I know that it is possible to calculate the mean of a list of numbers in O(n). But what about the median? Is there any better algorithm than sort (O(n log n)) and lookup middle element (or mean of two middle elements if an even number of items in list)?
views:
936answers:
6This link has popped up recently on calculating median: http://matpalm.com/median/question.html .
In general I think you can't go beyond O(n log n) time, but I don't have any proof on that :). No matter how much you make it parallel, aggregating the results into a single value takes at least log n levels of execution.
If the numbers are discrete (e.g. integers) and there is a manageable number of distinct values, you can use a "bucket sort" which is O(N), then iterate over the buckets to figure out which bucket holds the median.

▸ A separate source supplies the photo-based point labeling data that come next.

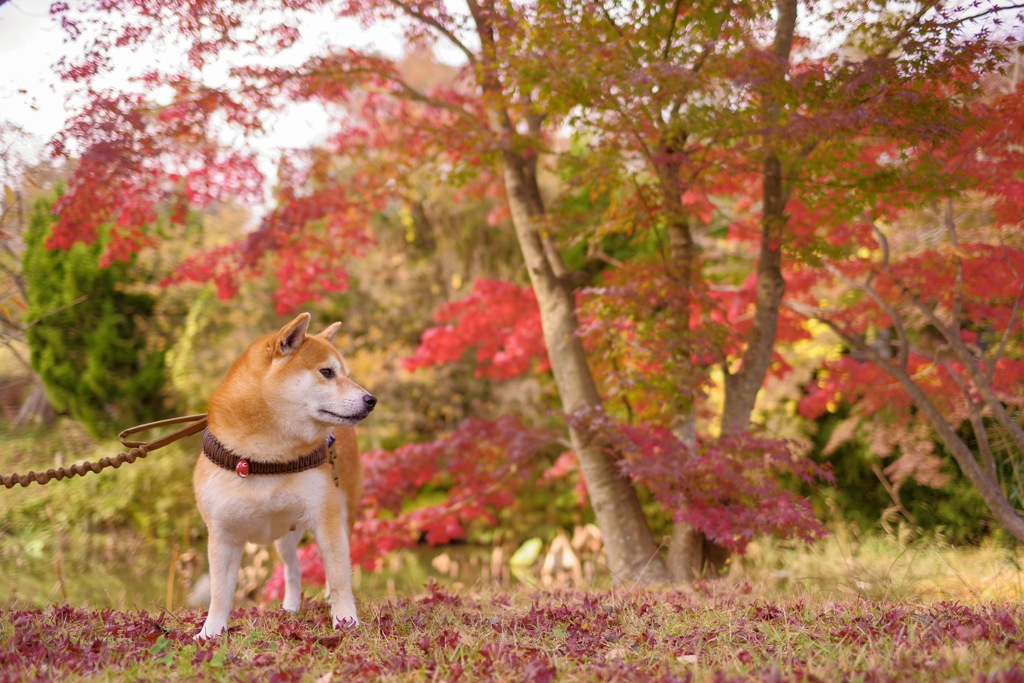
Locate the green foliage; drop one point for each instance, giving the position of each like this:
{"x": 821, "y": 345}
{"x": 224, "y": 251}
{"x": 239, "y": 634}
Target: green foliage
{"x": 955, "y": 510}
{"x": 87, "y": 333}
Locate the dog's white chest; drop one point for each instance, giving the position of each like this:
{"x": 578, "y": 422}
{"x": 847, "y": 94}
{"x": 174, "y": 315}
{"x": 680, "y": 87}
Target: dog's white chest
{"x": 260, "y": 508}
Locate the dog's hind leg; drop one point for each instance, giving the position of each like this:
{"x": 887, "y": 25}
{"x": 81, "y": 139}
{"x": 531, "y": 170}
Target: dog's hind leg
{"x": 225, "y": 559}
{"x": 287, "y": 547}
{"x": 332, "y": 537}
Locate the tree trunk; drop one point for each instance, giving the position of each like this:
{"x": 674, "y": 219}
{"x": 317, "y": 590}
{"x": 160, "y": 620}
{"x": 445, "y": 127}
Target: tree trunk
{"x": 741, "y": 386}
{"x": 633, "y": 555}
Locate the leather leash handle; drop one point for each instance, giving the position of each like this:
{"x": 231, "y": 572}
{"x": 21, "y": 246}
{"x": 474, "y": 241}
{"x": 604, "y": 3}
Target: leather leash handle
{"x": 200, "y": 425}
{"x": 136, "y": 450}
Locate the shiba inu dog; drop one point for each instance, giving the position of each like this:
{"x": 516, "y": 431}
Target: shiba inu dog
{"x": 280, "y": 457}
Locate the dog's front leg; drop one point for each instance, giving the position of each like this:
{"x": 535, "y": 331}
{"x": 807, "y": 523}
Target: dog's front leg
{"x": 225, "y": 559}
{"x": 287, "y": 547}
{"x": 332, "y": 538}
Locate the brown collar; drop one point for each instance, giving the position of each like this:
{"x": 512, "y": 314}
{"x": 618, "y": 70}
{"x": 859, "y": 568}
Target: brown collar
{"x": 221, "y": 457}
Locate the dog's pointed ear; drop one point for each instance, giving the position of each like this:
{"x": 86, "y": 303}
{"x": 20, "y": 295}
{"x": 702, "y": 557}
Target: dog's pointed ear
{"x": 292, "y": 335}
{"x": 331, "y": 332}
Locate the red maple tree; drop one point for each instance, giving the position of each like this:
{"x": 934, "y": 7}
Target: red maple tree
{"x": 736, "y": 153}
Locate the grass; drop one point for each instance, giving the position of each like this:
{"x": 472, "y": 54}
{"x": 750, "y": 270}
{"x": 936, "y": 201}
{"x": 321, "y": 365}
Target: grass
{"x": 712, "y": 633}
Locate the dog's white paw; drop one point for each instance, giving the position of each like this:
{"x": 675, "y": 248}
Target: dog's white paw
{"x": 209, "y": 633}
{"x": 346, "y": 623}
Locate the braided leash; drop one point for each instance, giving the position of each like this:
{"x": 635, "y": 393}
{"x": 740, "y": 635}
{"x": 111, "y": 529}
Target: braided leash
{"x": 136, "y": 450}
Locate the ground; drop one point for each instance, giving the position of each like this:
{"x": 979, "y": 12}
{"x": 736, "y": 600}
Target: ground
{"x": 698, "y": 634}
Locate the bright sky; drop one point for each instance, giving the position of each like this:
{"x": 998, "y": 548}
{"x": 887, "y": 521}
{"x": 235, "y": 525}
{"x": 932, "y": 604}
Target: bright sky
{"x": 33, "y": 97}
{"x": 30, "y": 43}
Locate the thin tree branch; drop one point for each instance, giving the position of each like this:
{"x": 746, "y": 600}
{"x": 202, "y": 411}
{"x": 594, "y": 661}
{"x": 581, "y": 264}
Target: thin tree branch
{"x": 672, "y": 30}
{"x": 904, "y": 346}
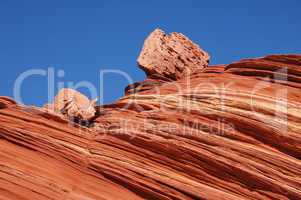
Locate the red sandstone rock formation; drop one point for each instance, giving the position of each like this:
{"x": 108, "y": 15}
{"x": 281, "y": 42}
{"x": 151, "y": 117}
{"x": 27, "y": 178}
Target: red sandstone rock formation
{"x": 171, "y": 56}
{"x": 224, "y": 132}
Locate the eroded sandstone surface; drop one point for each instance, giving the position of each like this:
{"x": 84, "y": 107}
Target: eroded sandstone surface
{"x": 223, "y": 132}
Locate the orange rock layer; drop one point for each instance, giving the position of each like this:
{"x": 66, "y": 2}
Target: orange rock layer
{"x": 223, "y": 132}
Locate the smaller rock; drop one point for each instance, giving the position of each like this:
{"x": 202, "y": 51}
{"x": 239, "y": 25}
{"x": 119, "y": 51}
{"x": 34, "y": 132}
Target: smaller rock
{"x": 73, "y": 104}
{"x": 6, "y": 102}
{"x": 171, "y": 56}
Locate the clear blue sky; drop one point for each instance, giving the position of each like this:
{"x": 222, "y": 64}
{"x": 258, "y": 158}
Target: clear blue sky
{"x": 83, "y": 37}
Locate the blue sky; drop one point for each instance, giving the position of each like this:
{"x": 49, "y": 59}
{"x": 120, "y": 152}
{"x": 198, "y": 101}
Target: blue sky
{"x": 83, "y": 37}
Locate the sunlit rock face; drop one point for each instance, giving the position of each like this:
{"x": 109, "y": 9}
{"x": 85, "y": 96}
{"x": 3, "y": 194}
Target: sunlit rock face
{"x": 73, "y": 104}
{"x": 222, "y": 132}
{"x": 171, "y": 56}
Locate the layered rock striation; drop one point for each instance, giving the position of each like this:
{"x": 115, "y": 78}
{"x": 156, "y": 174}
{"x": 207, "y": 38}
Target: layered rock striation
{"x": 221, "y": 132}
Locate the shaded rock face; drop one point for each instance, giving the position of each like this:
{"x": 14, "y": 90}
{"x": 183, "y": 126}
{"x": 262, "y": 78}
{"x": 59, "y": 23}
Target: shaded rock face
{"x": 171, "y": 56}
{"x": 224, "y": 132}
{"x": 73, "y": 104}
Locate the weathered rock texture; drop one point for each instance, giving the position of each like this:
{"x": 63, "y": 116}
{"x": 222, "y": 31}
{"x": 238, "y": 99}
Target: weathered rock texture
{"x": 225, "y": 132}
{"x": 171, "y": 56}
{"x": 73, "y": 104}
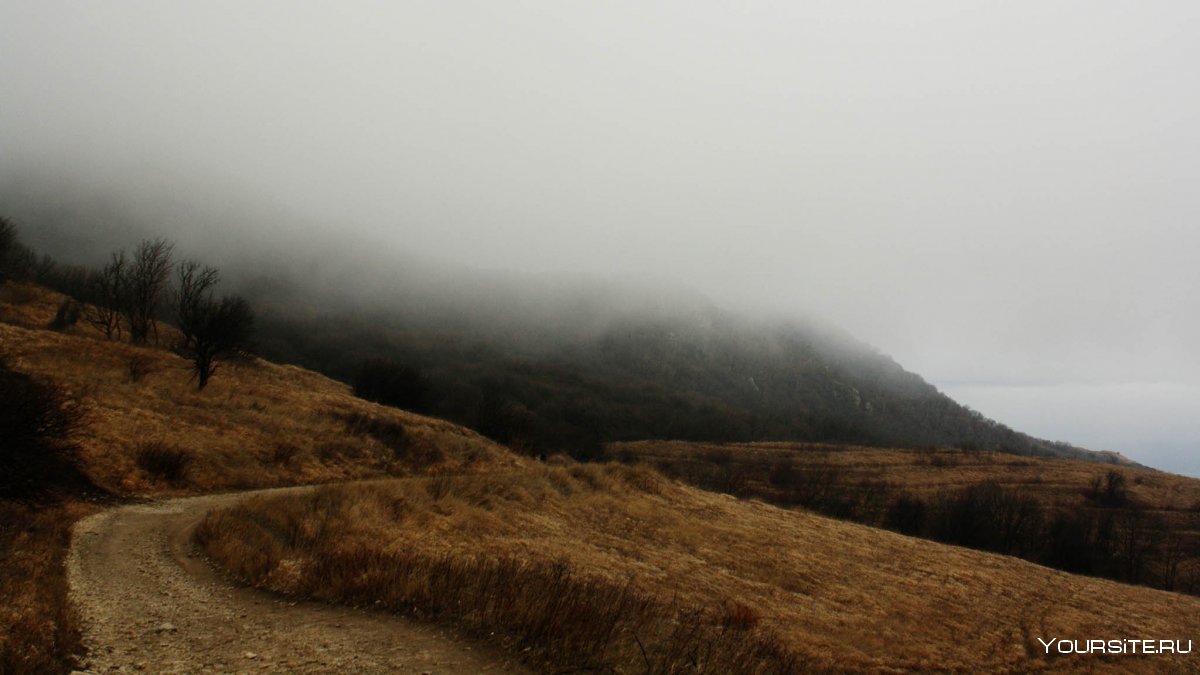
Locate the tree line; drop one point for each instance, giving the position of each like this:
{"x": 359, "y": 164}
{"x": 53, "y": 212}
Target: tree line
{"x": 127, "y": 297}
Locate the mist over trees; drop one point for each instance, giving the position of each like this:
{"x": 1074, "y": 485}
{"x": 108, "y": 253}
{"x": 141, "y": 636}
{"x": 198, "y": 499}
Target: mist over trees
{"x": 210, "y": 330}
{"x": 551, "y": 365}
{"x": 130, "y": 293}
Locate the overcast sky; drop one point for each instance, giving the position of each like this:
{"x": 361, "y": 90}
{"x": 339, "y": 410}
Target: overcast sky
{"x": 1000, "y": 195}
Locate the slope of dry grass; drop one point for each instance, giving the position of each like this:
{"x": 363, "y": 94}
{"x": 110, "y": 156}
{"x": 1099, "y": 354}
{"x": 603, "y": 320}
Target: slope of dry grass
{"x": 148, "y": 432}
{"x": 924, "y": 473}
{"x": 39, "y": 632}
{"x": 257, "y": 424}
{"x": 828, "y": 593}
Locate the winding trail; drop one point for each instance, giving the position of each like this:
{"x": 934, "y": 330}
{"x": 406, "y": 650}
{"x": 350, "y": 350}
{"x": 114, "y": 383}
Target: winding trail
{"x": 149, "y": 602}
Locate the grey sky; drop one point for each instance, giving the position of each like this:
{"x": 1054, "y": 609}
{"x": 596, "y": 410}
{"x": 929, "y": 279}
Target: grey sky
{"x": 1001, "y": 196}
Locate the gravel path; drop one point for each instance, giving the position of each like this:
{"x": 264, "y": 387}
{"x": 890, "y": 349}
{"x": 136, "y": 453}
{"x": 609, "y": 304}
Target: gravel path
{"x": 149, "y": 603}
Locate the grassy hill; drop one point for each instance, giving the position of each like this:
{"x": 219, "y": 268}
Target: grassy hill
{"x": 609, "y": 567}
{"x": 551, "y": 364}
{"x": 144, "y": 431}
{"x": 587, "y": 565}
{"x": 1125, "y": 523}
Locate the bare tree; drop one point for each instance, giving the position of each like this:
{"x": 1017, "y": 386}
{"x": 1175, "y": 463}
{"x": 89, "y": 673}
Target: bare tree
{"x": 9, "y": 245}
{"x": 143, "y": 285}
{"x": 106, "y": 292}
{"x": 210, "y": 330}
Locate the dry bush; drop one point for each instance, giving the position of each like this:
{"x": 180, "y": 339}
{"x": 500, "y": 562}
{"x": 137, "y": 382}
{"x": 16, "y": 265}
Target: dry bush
{"x": 163, "y": 461}
{"x": 67, "y": 315}
{"x": 394, "y": 436}
{"x": 283, "y": 453}
{"x": 39, "y": 632}
{"x": 138, "y": 366}
{"x": 615, "y": 568}
{"x": 551, "y": 611}
{"x": 256, "y": 406}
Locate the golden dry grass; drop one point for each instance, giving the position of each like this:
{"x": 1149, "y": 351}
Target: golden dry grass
{"x": 37, "y": 629}
{"x": 924, "y": 473}
{"x": 835, "y": 595}
{"x": 257, "y": 424}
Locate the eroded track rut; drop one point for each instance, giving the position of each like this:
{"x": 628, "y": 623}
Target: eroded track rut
{"x": 150, "y": 603}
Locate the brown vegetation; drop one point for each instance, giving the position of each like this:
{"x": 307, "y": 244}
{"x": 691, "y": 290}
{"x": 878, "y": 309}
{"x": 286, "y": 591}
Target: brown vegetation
{"x": 233, "y": 431}
{"x": 39, "y": 632}
{"x": 1123, "y": 523}
{"x": 138, "y": 428}
{"x": 591, "y": 565}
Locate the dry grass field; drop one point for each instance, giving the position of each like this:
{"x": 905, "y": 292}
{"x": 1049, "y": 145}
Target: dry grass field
{"x": 924, "y": 473}
{"x": 148, "y": 432}
{"x": 585, "y": 566}
{"x": 1125, "y": 523}
{"x": 37, "y": 629}
{"x": 523, "y": 554}
{"x": 257, "y": 424}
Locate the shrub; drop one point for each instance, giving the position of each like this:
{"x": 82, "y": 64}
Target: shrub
{"x": 390, "y": 383}
{"x": 139, "y": 366}
{"x": 37, "y": 420}
{"x": 163, "y": 461}
{"x": 394, "y": 436}
{"x": 283, "y": 453}
{"x": 67, "y": 315}
{"x": 1111, "y": 490}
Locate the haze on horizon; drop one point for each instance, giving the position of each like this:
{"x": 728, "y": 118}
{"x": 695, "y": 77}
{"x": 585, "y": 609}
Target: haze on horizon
{"x": 999, "y": 196}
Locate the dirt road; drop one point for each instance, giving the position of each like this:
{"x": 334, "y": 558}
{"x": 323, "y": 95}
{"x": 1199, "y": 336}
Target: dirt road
{"x": 150, "y": 603}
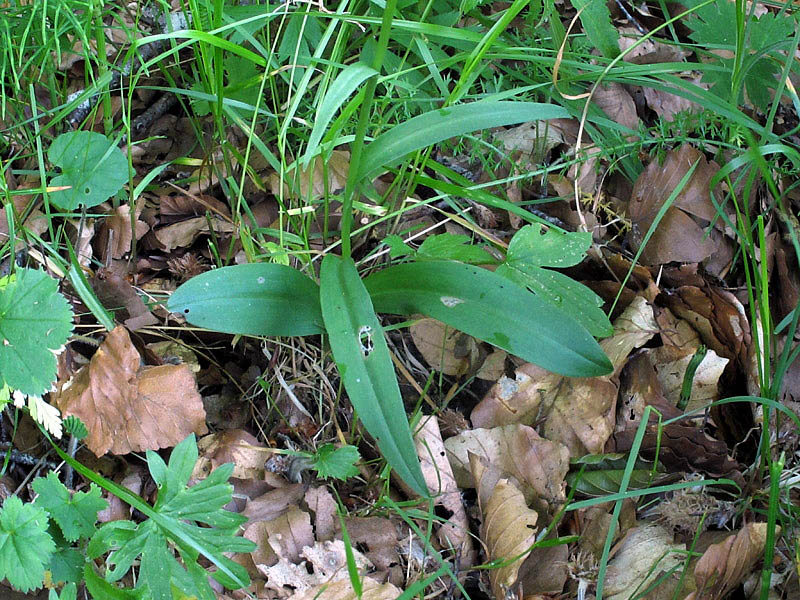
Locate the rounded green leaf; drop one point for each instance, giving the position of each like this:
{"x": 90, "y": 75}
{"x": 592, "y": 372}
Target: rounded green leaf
{"x": 91, "y": 165}
{"x": 491, "y": 308}
{"x": 35, "y": 323}
{"x": 254, "y": 299}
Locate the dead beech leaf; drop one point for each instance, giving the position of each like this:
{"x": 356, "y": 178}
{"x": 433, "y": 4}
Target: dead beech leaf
{"x": 444, "y": 348}
{"x": 678, "y": 237}
{"x": 328, "y": 562}
{"x": 724, "y": 566}
{"x": 128, "y": 410}
{"x": 232, "y": 446}
{"x": 343, "y": 590}
{"x": 538, "y": 465}
{"x": 508, "y": 530}
{"x": 439, "y": 478}
{"x": 642, "y": 556}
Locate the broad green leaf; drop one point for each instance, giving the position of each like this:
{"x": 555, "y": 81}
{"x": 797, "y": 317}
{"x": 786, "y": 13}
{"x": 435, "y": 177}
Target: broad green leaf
{"x": 76, "y": 514}
{"x": 596, "y": 21}
{"x": 532, "y": 248}
{"x": 339, "y": 463}
{"x": 25, "y": 546}
{"x": 35, "y": 323}
{"x": 254, "y": 299}
{"x": 91, "y": 165}
{"x": 365, "y": 365}
{"x": 345, "y": 84}
{"x": 491, "y": 308}
{"x": 438, "y": 125}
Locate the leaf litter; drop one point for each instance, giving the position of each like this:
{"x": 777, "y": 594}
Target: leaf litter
{"x": 499, "y": 476}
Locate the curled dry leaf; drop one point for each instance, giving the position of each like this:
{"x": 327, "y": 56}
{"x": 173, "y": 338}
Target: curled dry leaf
{"x": 508, "y": 530}
{"x": 538, "y": 465}
{"x": 453, "y": 533}
{"x": 724, "y": 566}
{"x": 678, "y": 237}
{"x": 642, "y": 556}
{"x": 578, "y": 412}
{"x": 131, "y": 410}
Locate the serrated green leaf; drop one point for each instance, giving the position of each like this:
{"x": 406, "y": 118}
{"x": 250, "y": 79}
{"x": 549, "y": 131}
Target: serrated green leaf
{"x": 532, "y": 248}
{"x": 75, "y": 514}
{"x": 339, "y": 463}
{"x": 253, "y": 299}
{"x": 493, "y": 309}
{"x": 365, "y": 365}
{"x": 35, "y": 323}
{"x": 91, "y": 165}
{"x": 25, "y": 546}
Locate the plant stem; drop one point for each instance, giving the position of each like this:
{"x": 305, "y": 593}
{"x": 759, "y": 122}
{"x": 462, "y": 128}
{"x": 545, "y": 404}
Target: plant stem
{"x": 351, "y": 187}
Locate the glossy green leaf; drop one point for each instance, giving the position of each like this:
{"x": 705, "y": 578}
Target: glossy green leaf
{"x": 253, "y": 299}
{"x": 365, "y": 365}
{"x": 491, "y": 308}
{"x": 443, "y": 123}
{"x": 532, "y": 248}
{"x": 91, "y": 165}
{"x": 35, "y": 323}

The complete calculation is O(N) in time and O(B) in space.
What you're talking about is a selection algorithm, where k = n/2
. There is a method based on the same partitioning function used in quicksort which works. It is called, not surprisingly, quickselect. While it can, like quicksort, have a O(n2) worst case, this can be brought down to linear time using the proper pivot selection.
Partially irrelevant, but: a quick tip on how to quickly find answers to common basic questions like this on the web.
- We're talking about medians? So Gg to the page about medians in wikipedia
- Search page for algorithm:
Efficient computation of the sample median
Even though sorting n items takes in general O(n log n) operations, by using a "divide and conquer" algorithm the median of n items can be computed with only O(n) operations (in fact, you can always find the k-th element of a list of values with this method; this is called the selection problem).
- Follow the link to the selection problem for the description of algorithm. Read intro:
... There are worst-case linear time selection algorithms. ...
- And if you're interested read about the actual ingenious algorithm.
Just for fun (and who knows, it may be faster) there's another randomized median algorithm, explained technically in Mitzenmacher's and Upfall's book. Basically, you choose a polynomially-smaller subset of the list, and (with some fancy bookwork) such that it probably contains the real median, and then use it to find the real median. The book is on google books, and here's a link. Note: I was able to read the pages of the algorthm, so assuming that google books reveals the same pages to everyone, you can read them too.
It is a randomized algorithm s.t. if it finds the answer, it is 100% certain that it is the correct answer (this is called Las Vegas style). The randomness arises from the runtime --- occasionally (with probability 1/(sqrt(n)), I think) it FAILS to find the median, and must be re-run.
Asymptotically, it is exactly linear when you take into the chance of failure --- that is to say, it is a wee bit less than linear, exactly such that when you take into account the number of times you may need to re-run it, it becomes linear.
Note: I'm not saying this is better or worse --- I certainly haven't done a real-life runtime comparison between these algorithms! I'm simply presenting an additional algorithm that has linear runtime, but works in a significantly different way.